One day, in the spring of 2012, my father was outside with my two daughters and he couldn’t recall their names. One of them is Carey, my maiden name, and the other is Hagan, his mother’s maiden name. It scared him, and it scared us, so we sought help.

In July of the same year, when my father was 60 years old, we received the punch in the gut of a lifetime: an Alzheimer’s Disease diagnosis (after his death, we learned my father had stage 4 CTE). I vividly remember that day. After the appointment, I recall getting in my car, trying to process what I had just learned and wanting to throw up. The news hit me like a ton of bricks, and I had so many questions. How long would my dad live? What would his quality of life be? How would my mother handle this? How would I handle this? After all, he was my best friend. I also wondered how this happened since we don’t have a family history of Alzheimer’s. So, I couldn’t help but immediately think of the years he’d played football.

When you’re diagnosed with Alzheimer’s, you’re diagnosed with a death sentence. There has never been an Alzheimer’s survivor, and the journey for both the patient and their loved ones is the most grueling, heart-wrenching, painful experience. We know this now, because we’ve lived it. Alzheimer’s isn’t just about “forgetting” things; Alzheimer’s for us, was having to tell my dad he couldn’t work any longer and needed to retire.
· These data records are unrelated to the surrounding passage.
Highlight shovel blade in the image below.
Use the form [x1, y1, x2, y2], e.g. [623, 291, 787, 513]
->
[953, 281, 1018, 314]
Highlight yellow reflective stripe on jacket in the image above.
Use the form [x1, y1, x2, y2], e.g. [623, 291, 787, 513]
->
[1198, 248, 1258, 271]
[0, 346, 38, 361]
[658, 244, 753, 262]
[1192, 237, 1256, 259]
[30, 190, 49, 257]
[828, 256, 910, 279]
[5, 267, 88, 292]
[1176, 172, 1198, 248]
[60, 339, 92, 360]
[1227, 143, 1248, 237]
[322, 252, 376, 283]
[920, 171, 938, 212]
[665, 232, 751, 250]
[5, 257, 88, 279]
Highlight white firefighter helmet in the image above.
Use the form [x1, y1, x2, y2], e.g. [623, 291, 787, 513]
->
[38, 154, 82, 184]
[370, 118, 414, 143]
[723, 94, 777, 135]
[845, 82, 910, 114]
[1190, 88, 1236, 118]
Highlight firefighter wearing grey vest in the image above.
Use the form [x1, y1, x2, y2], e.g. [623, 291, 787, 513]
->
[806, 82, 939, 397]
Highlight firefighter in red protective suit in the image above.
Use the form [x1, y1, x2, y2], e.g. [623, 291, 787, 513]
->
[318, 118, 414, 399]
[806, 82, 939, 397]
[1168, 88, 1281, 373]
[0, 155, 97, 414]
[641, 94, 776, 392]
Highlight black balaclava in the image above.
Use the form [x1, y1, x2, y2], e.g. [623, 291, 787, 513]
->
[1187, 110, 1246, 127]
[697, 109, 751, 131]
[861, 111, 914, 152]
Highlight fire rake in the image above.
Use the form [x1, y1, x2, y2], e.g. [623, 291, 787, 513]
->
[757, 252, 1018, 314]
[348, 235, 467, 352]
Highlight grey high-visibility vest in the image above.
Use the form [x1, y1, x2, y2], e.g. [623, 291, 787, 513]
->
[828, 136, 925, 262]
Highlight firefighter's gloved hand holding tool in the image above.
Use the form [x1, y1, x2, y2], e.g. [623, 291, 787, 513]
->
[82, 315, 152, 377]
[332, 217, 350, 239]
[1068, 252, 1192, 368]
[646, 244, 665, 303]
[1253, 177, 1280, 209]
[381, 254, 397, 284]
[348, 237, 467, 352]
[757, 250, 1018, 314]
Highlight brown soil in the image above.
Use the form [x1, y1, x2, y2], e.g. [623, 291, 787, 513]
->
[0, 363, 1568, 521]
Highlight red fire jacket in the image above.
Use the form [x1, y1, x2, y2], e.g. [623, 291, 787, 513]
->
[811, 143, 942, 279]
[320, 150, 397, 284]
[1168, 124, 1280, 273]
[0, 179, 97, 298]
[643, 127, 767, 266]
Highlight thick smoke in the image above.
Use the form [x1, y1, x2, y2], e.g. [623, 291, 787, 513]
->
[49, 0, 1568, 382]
Then came the time we had to tell him he could no longer drive, or when we had to convince him to downsize and move out of their house because we knew it would help my mom. There was also the gut-wrenching decision of having to remove him from my parents’ home, because it wasn’t safe for my mother to be with him any longer. This wasn’t my dad; it was Alzheimer’s. I don’t wish this on anyone, and my father didn’t either. In fact, he offered to sign up for as many trials and studies at Massachusetts General Hospital (MGH) as humanly possible. He always said, “I know it won’t help me, but if I can be a part of something bigger, or a part of a cure so that another family doesn’t have to go through what we’re going through, then I’ll do it.”

My sister and I took turns driving my dad to and from MGH for years for him to participate in trials. I grew to love those trips to and from Boston because I was able to spend more time with him. I’ll never forget the last day of the last trial he was eligible for; the trial was over, and my father’s Alzheimer’s had progressed to a point where he was no longer eligible for trials. I remember telling him we were leaving the hospital and he asked me where his medication was (it was always handed to us in a brown paper bag). I said, “Dad, the trial is over, we don’t have any more to participate in.” He collapsed into a chair and started crying. He said, “I need the trial medication, I need to do this for your mother, I need to be here for her.” I sat next to him, we had a good cry, and I told him things would be OK.

In 2016, he told us he had made the decision to donate his brain to the UNITE Brain Bank at Boston University upon his death. My dad wanted to do whatever he could to help others, but that was Herb Carey. Dad had a heart of gold. My father showed up for everyone, especially for his wife, two daughters, and five granddaughters.

In March of 2020, just as the world was shutting down, so was my father. We had to remove him from my parents’ home (for my mother’s safety) and find a place for him to live. Little did we know at the time it would be months before we’d be able to see him or hug him again. When we were finally able to reunite, we could see the decline.

On March 21, 2021, my dad lost his battle with Alzheimer’s. We donated his brain to the UNITE Brain Bank at Boston University upon his death and in January of 2022, our suspicions became reality. Dr. Ann McKee diagnosed my father with stage 4 (of 4) CTE.

In the end, the sport that my father loved, didn’t love him back. Instead, it cost him his life. Our hope is that with his brain donation to the Concussion Legacy Foundation, they will continue their tremendous efforts, so that one day, the world will be free of CTE.